Mama was kneeling by the sofa, her arms and chest resting on its cushion, as if she’d been in the middle of praying. She was wearing her grey wrapper tied around her chest. She turned slowly, her eyes probing. She must have seen the streaks of mascara coming down my face, the blotched lipstick around my mouth, the dried bits of blood that had dripped down my thighs, a darker shade of red than the dress I was wearing. I went to her, kneeled before her. But she only shook her head. ‘Mama, ndo,’ I said. Sorry.
She shook her head again. Her eyes appeared sunken, and her shoulders appeared lower than ever before. She only shook her head, and then she walked away.
Days went by, and then weeks. Every day I made her pepper soup and brought it to her. But each time I went back for the bowl, the soup was just as I had left it, only cold. She did not speak to me.
Then one Saturday, I brought her pepper soup again in a tray, and for the first time since my night as a runs girl, she looked at me, her eyes dull. ‘It’s been a long time since we went to church,’ she said.
‘Tomorrow we should go to church.’
‘Yes, Mama.’ I wondered how she could possibly make it through the bus ride.
That evening I came back to collect her bowl of soup, and again, it was cold and untouched. She was leaning on the sofa again, as if about to pray.
I left her where she was and went off to wash the plates, to sweep the floors, to bathe. When I returned to her, she was still leaning on the couch. I called out to her. ‘Mama! Do you hear me? Mama!’ She did not respond. And then suddenly I was turning her around, checking for breath. And there was none.
Papa’s brothers and sisters came, and some of Mama’s cousins, too, distant relatives, many of whom I did not recognize. She did not have any siblings. Together, we buried her in the cemetery not too far from our flat, the same place where we buried Papa.

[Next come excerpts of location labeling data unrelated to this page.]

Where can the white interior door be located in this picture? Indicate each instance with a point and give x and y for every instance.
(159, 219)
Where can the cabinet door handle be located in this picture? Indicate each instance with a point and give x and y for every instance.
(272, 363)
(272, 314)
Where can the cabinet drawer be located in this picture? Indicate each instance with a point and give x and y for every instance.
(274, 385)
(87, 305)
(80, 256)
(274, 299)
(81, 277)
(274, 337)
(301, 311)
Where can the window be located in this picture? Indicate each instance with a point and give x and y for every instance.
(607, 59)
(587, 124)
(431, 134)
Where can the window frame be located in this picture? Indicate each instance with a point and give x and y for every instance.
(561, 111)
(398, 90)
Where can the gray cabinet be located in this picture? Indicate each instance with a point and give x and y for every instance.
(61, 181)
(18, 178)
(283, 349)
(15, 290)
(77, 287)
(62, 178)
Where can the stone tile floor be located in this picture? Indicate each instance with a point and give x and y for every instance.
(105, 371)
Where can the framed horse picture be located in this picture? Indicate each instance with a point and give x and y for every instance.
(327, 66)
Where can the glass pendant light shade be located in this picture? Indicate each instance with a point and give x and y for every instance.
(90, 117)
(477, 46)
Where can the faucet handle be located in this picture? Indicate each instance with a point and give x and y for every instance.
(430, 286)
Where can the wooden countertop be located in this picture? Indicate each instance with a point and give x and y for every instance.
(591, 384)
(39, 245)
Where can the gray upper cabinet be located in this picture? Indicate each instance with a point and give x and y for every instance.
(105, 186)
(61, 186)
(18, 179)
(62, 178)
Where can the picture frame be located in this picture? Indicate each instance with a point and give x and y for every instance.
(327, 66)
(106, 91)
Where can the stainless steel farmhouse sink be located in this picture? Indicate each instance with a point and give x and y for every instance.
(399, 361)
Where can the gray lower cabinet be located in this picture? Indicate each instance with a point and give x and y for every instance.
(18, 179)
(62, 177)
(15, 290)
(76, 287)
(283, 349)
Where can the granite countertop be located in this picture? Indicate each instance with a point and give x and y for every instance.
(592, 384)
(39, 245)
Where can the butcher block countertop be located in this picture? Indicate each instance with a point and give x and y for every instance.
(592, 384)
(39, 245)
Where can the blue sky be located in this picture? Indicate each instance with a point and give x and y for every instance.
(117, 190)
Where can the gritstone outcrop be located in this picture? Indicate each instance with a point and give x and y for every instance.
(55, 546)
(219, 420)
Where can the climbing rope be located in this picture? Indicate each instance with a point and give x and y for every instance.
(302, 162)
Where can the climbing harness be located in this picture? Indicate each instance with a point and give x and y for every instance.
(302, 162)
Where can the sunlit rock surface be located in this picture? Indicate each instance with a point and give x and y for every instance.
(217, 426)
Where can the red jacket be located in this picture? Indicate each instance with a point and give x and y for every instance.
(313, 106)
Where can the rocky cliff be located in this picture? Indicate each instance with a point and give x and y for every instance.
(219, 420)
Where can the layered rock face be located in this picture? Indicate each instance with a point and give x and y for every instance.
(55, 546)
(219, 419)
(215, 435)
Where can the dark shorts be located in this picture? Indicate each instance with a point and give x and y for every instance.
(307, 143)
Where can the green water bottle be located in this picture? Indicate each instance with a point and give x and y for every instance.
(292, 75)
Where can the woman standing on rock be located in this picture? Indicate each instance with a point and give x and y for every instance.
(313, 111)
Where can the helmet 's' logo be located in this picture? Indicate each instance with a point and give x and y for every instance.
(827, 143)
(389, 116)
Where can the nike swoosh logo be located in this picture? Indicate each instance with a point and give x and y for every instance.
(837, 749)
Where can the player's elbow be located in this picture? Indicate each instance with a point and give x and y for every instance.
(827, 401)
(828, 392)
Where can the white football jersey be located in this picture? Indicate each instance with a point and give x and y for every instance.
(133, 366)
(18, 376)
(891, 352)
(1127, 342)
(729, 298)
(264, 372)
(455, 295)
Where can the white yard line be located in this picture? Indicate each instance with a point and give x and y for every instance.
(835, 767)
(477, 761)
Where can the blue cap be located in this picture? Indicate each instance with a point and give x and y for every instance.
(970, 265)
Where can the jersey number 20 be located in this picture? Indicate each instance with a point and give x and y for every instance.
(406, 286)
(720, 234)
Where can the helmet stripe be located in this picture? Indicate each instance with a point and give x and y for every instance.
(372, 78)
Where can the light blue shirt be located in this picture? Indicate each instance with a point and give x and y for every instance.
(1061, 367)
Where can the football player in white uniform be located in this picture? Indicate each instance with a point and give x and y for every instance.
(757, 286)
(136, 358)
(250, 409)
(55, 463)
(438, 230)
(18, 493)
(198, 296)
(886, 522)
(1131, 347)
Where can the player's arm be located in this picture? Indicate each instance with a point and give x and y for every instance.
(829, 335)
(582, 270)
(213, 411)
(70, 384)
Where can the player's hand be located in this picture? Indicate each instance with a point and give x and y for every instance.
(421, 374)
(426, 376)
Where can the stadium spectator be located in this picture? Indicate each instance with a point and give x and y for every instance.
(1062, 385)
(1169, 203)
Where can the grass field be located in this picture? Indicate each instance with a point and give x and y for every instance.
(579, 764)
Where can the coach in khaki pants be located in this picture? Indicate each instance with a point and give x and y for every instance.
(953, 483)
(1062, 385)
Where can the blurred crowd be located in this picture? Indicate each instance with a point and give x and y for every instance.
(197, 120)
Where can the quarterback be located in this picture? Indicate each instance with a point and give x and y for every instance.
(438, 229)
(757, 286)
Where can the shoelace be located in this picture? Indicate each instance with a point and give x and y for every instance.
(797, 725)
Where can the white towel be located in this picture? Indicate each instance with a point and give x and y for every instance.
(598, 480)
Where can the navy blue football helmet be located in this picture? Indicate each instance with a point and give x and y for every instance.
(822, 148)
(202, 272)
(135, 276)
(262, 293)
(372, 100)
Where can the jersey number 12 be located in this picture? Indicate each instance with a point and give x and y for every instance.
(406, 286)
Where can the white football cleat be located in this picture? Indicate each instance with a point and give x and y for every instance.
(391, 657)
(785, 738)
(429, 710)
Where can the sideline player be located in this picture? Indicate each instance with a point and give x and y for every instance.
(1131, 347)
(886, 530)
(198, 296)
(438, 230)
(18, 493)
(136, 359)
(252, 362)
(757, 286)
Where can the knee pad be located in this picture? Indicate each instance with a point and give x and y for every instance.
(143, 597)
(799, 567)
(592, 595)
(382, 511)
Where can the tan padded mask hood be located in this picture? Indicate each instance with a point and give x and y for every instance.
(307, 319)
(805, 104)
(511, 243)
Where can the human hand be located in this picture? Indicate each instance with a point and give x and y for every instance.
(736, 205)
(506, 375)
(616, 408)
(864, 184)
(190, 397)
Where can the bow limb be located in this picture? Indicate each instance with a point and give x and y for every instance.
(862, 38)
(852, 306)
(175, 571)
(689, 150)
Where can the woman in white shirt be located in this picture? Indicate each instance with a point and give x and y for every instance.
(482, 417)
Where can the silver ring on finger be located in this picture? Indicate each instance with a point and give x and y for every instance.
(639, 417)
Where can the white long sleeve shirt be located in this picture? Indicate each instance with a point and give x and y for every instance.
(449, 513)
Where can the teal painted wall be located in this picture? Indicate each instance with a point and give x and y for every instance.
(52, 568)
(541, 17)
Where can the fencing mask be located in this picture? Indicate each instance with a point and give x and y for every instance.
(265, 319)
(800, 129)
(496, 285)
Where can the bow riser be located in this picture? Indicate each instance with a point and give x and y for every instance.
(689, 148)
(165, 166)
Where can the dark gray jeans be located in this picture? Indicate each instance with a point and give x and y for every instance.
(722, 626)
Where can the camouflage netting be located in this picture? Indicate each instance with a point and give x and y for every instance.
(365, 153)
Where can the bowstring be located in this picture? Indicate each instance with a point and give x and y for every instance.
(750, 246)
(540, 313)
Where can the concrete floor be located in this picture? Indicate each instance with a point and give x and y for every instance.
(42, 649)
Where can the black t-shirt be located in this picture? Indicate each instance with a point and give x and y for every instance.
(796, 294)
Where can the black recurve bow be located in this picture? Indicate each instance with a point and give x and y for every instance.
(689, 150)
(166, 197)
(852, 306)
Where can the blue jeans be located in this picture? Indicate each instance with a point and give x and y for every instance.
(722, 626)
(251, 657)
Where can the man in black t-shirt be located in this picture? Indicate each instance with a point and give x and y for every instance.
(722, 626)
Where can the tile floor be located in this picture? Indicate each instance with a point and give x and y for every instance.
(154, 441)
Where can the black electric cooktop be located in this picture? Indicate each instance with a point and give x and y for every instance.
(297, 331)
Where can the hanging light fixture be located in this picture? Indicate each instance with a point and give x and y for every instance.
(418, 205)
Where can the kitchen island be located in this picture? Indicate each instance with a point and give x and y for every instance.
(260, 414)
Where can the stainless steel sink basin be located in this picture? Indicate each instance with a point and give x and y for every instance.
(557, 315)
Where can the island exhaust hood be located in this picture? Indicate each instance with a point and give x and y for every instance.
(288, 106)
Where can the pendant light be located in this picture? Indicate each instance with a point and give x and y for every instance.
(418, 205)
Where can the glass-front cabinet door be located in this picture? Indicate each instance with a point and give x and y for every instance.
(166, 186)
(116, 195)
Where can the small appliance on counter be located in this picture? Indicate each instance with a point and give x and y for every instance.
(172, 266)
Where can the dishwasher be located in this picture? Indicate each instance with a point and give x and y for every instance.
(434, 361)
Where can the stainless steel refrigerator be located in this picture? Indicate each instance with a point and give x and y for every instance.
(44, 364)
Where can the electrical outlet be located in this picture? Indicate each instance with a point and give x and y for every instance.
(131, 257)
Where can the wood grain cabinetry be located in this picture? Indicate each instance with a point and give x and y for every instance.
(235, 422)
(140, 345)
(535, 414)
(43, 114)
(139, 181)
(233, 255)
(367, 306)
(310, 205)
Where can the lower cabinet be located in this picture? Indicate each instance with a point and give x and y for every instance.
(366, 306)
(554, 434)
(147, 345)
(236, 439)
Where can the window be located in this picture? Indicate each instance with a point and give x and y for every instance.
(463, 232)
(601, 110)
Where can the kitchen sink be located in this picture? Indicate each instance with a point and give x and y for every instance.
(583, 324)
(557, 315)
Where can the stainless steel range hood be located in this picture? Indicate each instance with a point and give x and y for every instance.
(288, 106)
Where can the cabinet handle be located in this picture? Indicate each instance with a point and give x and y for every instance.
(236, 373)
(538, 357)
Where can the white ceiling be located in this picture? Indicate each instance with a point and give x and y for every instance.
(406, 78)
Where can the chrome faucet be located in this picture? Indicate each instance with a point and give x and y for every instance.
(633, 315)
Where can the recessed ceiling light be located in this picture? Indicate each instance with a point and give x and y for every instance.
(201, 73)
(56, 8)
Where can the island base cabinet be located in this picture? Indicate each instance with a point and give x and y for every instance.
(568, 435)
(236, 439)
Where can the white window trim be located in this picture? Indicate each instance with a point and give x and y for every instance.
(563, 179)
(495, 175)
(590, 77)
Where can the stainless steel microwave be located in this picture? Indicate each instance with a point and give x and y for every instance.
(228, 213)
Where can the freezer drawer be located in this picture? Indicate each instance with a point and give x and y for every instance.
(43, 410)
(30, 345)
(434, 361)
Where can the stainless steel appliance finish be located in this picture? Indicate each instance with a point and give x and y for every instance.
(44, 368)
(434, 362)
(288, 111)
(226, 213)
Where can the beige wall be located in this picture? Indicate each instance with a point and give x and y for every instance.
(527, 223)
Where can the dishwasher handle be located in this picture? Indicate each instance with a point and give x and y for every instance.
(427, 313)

‘Ekwensu,’ some of the funeral guests called it, when I explained to them how the pain began. The work of the devil.
Sometimes I go to the cemetery to visit Mama and Papa. On days when I’m overwhelmed by shame, I go in the evening or at night, as if the darkness will somehow mask the shame. And I remember the days before Papa died, and if I listen carefully, sometimes I can hear Mama’s laughter ringing out, somewhere far away from the cemetery.
And sometimes I think that if I were to be placed in a valley full of bones, I would create a new Eve, create her from a new set of bones. And I would lay sinews upon her dry bones, and flesh upon the sinews. And I would cause there to be a noise, a clicking noise, and everything would fall in place. And I would cause breath to enter in, and this new Eve would live.
And this new Eve would walk amongst the trees of the garden. And she would drink from the waters of the river of the garden. And again, she would eat the forbidden fruit. But she would not be cast away from the garden, because she would be given the opportunity, just once, to ask for forgiveness. And she would be forgiven.